Panic selling is due to US growth concerns and exodus from tech shares
Global stocks are bleeding on Monday amid the resurgent fears of a US recession. Friday’s weaker-than-expected jobs figures in the US sparked concerns about the health of the world’s largest economy. The data showed that US employers added just 114,000 jobs in July, far fewer than expected. The unemployment rate came in at a nearly three-year high of 4.3%, up from 4.1% last month. Against this backdrop, investors are now building bets on an emergency rate cut by the Fed.
In Asia, Japanese stocks saw their biggest single day sell-off since Black Monday crash of 1987. The Nikkei 225 gave up more than 13%, while the yen gained over 3% versus the US dollar since the start of the day, extending its ascent after adding more than 10% last month. Bucking the trend, the Bank of Japan raised interest rates last week. The decision came four months after the bank raised its key rate above zero for the first time in 17 years.
Following a massive sell-off in Asia, European equities plummeted at the start of the week. The regional Stoxx 600 index lost 2.6% since the beginning of the session, suffering solid losses for the third day in a row. Tech stocks led losses in the region amid the ongoing sell-off in US tech giants.
After a volatile and bloody week for Wall Street, US stock index futures fell early Monday, with the Nasdaq Composite extending losses to settle in correction territory. The tech-heavy index is now down more than 10% from an all-time high seen last month.
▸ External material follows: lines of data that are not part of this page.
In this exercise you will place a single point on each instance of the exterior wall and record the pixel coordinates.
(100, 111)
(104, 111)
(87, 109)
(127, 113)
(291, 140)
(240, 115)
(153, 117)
The S&P 500 is 5.7% below its record high, while the Dow is off by nearly 4%. Adding to the selling pressure in the US market, Warren Buffett’s Berkshire Hathaway said that it had halved its position in Apple in the second quarter.
The US dollar keeps losing ground along with stocks as traders are spooked by a possible emergency rate cut of more than 0.25% amid the ongoing panic across the financial markets. The USD index dipped to five-month lows around 102.40 earlier on Monday, clinging to the lower end of the extended trading range during the European session. Despite oversold conditions and risk aversion, the greenback may see even deeper losses on Fed-related concerns. A failure to hold above 102.00 would pave the way towards fresh 2024 lows.